Flesh to Stone: Doesn’t Make Me Hard
Spell Level: 6
School: Transmutation
Casting Time: 1 Action
Range: 60 feet
Duration: Concentration, up to 1 minute
Components: V, S, M (a pinch of lime, water, and earth)
You attempt to turn one creature that you can see within range into stone. If the target’s body is made of flesh, the creature must make a Constitution saving throw. On a failed save, it is restrained as its flesh begins to harden. On a successful save, the creature isn’t affected. A creature restrained by this spell must make another Constitution saving throw at the end of each of its turns. If it successfully saves against this spell three times, the spell ends. If it fails its saves three times, it is turned to stone and subjected to the petrified condition for the duration. The successes and failures don’t need to be consecutive; keep track of both until the target collects three of a kind.
If the creature is physically broken while petrified, it suffers from similar deformities if it reverts to its original state.
If you maintain your concentration on this spell for the entire possible duration, the creature is turned to stone until the effect is removed.
Review by Samuel West, Twitter: @CrierKobold
Wow, Flesh to Stone lets me be like Medusa! I think I’ll take this spell, and I’m sure it’ll be so cool when it works, I can have my own statue garden of the evil guys!” - Timmy the new player, before never once successfully petrifying a creature in the remaining twenty sessions of his campaign.
Flesh to Stone exists as a spell for DMs to fairly eventually petrify players. In the hands of a player character, it is the hottest of hot garbage.
For those curious, the restrained condition reduces the affected’s speed to 0, prevents them from gaining speed, grants attack rolls made against them advantage, and imposes disadvantage on their attack rolls and their dexterity saving throws. Is just restraining a creature (something you can do without magic) worth your 6th level slot? If you don’t think so, then you shouldn’t be casting Flesh to Stone, as the likelihood of it petrifying a creature is laughable, and probably worse than just killing it.
Consider that in order for the spell to do anything at all, the target first has to fail a con save. If they succeed, welp, guess you just spent a turn and you’re 6th level spell slot on nothing! Should they fail, they become restrained. This is fine, but seeing as Hold Person and Hold Monster both are lower level AND paralyze the target (making melee attacks crit and crucially incapacitating them), there isn’t any reason to cast Flesh to Stone for just a restrain condition.
The question then passes to will the petrification actually occur, and how good is petrifying a creature? To answer clearly: no, and bad.

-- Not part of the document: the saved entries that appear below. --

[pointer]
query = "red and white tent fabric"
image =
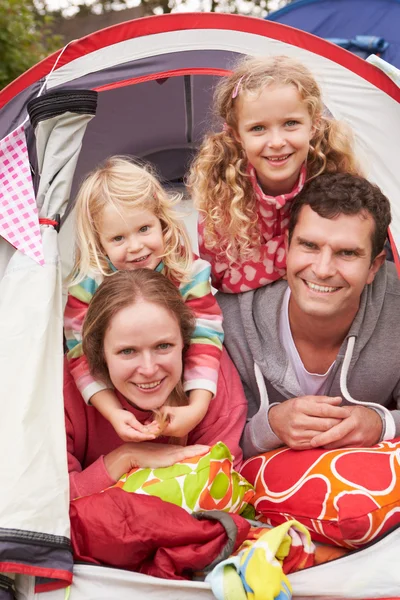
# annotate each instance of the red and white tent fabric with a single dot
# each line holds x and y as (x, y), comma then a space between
(154, 79)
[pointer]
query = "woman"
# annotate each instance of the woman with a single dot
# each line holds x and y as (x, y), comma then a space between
(134, 337)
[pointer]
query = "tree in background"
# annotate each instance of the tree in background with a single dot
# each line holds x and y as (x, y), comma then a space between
(256, 8)
(25, 38)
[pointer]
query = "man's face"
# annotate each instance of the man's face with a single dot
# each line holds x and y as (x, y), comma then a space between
(329, 263)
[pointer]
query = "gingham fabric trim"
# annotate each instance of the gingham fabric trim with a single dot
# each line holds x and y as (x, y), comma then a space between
(19, 222)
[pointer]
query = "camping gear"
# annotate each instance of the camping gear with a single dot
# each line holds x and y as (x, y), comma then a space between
(154, 80)
(363, 27)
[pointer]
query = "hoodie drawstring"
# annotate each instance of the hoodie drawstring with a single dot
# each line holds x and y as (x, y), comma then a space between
(389, 426)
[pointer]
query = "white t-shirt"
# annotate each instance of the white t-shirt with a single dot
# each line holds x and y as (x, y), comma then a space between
(311, 384)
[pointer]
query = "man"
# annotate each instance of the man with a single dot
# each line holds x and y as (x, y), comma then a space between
(319, 354)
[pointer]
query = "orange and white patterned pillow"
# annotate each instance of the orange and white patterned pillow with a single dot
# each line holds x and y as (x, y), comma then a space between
(346, 497)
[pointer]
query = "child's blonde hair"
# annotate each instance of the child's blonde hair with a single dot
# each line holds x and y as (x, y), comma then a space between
(218, 180)
(125, 184)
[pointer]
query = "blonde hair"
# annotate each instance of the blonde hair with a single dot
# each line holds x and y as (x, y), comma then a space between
(125, 184)
(123, 289)
(219, 181)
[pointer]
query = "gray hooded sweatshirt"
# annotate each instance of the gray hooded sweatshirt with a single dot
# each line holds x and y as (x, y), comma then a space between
(366, 370)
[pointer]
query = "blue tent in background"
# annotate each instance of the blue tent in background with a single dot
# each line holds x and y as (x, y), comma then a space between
(361, 26)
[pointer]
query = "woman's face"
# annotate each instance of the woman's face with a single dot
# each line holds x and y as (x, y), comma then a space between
(143, 351)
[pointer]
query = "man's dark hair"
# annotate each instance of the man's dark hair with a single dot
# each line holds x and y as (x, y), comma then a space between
(334, 194)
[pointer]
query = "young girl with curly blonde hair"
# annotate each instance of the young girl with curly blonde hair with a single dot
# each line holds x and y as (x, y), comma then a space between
(275, 136)
(125, 220)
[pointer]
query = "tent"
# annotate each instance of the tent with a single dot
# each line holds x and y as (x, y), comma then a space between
(144, 88)
(362, 26)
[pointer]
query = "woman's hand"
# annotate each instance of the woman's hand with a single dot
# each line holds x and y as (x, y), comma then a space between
(148, 454)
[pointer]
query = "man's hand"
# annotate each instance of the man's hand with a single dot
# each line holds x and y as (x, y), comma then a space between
(299, 420)
(363, 428)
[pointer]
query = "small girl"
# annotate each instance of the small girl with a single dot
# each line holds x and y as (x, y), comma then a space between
(125, 221)
(275, 136)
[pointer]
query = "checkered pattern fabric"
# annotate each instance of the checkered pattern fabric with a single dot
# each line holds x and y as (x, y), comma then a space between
(19, 221)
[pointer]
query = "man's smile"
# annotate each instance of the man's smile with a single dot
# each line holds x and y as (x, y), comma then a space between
(325, 289)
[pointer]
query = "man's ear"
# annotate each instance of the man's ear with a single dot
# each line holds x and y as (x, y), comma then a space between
(376, 265)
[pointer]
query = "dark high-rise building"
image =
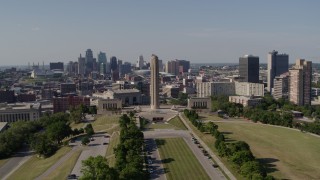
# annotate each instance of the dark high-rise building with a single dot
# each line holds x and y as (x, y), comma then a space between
(7, 96)
(249, 68)
(113, 63)
(185, 65)
(277, 65)
(102, 61)
(89, 61)
(81, 65)
(56, 66)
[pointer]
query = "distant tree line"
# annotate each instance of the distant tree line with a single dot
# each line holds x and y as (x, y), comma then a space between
(271, 111)
(44, 136)
(238, 153)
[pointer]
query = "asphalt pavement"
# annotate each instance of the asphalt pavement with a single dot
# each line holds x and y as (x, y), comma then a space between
(213, 173)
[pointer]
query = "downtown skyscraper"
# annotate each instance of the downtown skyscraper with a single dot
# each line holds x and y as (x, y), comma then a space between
(300, 82)
(249, 68)
(277, 65)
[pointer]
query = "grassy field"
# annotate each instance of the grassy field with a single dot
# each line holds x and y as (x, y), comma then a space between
(3, 161)
(209, 140)
(152, 126)
(78, 126)
(286, 153)
(114, 141)
(205, 117)
(105, 122)
(179, 161)
(36, 166)
(65, 168)
(176, 121)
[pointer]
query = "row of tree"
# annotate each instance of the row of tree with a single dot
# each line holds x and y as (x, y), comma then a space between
(271, 111)
(44, 136)
(129, 161)
(238, 153)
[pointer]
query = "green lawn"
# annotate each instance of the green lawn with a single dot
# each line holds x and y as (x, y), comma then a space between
(65, 168)
(176, 121)
(105, 122)
(3, 161)
(152, 126)
(204, 116)
(179, 161)
(36, 166)
(287, 153)
(114, 141)
(209, 140)
(78, 125)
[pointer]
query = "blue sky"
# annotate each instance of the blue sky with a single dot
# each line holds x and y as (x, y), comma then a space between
(200, 31)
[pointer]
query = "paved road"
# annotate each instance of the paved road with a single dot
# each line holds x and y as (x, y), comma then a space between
(214, 173)
(222, 166)
(155, 165)
(58, 163)
(94, 148)
(14, 163)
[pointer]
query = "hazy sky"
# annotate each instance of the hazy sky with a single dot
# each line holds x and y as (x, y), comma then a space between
(200, 31)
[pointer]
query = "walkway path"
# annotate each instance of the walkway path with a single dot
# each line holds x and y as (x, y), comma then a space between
(216, 159)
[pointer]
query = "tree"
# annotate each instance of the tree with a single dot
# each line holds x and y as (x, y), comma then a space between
(76, 115)
(58, 130)
(89, 130)
(98, 168)
(85, 140)
(42, 145)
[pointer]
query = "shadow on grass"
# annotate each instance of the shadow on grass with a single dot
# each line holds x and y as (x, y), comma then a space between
(269, 164)
(227, 132)
(167, 160)
(229, 140)
(160, 142)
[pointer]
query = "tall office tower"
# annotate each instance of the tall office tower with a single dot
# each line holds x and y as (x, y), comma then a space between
(184, 66)
(160, 65)
(281, 86)
(81, 66)
(113, 63)
(300, 82)
(140, 62)
(277, 65)
(56, 66)
(249, 68)
(172, 67)
(102, 60)
(89, 61)
(120, 67)
(154, 85)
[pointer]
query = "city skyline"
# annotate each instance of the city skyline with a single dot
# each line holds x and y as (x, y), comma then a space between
(207, 32)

At minimum, you need three rounds to transform a creature to stone or alternatively end the restraint. At maximum, the restraint lasts for five rounds before either the target is petrified or freed. Five rounds is a gigantic amount of time, all during which the affected creature can still be taking actions as they like. Sure, they’re restrained, but paralysis or banishment prevent any kind of action, and do so IMMEDIATELY. For the petrification to deny the actions, you have to get crazy lucky in an encounter lasting at least five rounds.

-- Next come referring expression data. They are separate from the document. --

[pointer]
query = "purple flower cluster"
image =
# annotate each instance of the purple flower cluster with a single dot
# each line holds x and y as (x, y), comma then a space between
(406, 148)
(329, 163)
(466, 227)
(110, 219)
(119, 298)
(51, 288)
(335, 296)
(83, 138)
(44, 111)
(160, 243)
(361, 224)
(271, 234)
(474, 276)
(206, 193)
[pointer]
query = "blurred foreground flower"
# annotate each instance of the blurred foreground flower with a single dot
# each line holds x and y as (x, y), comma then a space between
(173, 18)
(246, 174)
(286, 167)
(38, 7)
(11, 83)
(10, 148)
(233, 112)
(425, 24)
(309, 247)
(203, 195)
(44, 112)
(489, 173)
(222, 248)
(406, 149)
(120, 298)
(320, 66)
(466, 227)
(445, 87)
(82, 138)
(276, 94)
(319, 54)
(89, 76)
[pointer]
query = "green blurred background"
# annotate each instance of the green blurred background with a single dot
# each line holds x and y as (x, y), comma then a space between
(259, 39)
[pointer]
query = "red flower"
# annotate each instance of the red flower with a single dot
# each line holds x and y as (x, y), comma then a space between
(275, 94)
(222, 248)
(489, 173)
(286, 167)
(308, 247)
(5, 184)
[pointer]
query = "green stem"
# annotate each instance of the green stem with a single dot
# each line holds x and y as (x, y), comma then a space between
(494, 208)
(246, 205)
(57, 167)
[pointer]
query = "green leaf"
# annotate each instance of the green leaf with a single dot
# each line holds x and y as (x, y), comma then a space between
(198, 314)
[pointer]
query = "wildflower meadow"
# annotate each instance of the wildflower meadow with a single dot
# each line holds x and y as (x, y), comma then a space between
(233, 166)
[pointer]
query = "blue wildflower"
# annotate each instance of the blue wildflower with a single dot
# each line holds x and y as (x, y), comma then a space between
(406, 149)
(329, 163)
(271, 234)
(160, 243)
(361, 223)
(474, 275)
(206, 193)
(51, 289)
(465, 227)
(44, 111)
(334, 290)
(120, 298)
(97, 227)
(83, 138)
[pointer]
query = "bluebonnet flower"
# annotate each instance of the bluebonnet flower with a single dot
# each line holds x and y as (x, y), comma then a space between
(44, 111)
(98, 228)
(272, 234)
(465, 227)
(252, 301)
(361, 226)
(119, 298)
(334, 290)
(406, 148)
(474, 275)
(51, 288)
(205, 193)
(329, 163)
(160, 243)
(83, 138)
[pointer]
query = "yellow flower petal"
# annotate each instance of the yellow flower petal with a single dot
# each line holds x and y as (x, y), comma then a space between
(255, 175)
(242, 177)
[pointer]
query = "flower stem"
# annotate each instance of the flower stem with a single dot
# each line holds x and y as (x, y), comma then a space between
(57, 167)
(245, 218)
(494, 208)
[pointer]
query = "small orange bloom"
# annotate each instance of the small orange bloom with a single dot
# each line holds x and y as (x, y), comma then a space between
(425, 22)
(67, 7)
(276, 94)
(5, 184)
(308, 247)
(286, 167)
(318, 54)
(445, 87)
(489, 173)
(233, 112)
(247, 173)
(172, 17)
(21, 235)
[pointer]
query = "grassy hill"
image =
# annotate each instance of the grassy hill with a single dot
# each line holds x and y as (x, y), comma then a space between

All of this is contingent on you maintaining concentration on the spell. This decision baffles me; the spell already requires a creature fail FOUR saving throws for a petrification effect, yet still can end from a stray arrow and a bad concentration save.
Against players I’m all for all the hoops needed to jump through before petrification occurs. It's basically as close to dead as a character can get without being technically dead, so having lots of time and ways to interact with the magic is important. If you’re a player, this spell is bad. There are dozens more effective spells for equal or lower level, which is a shame, because petrification is pretty rad.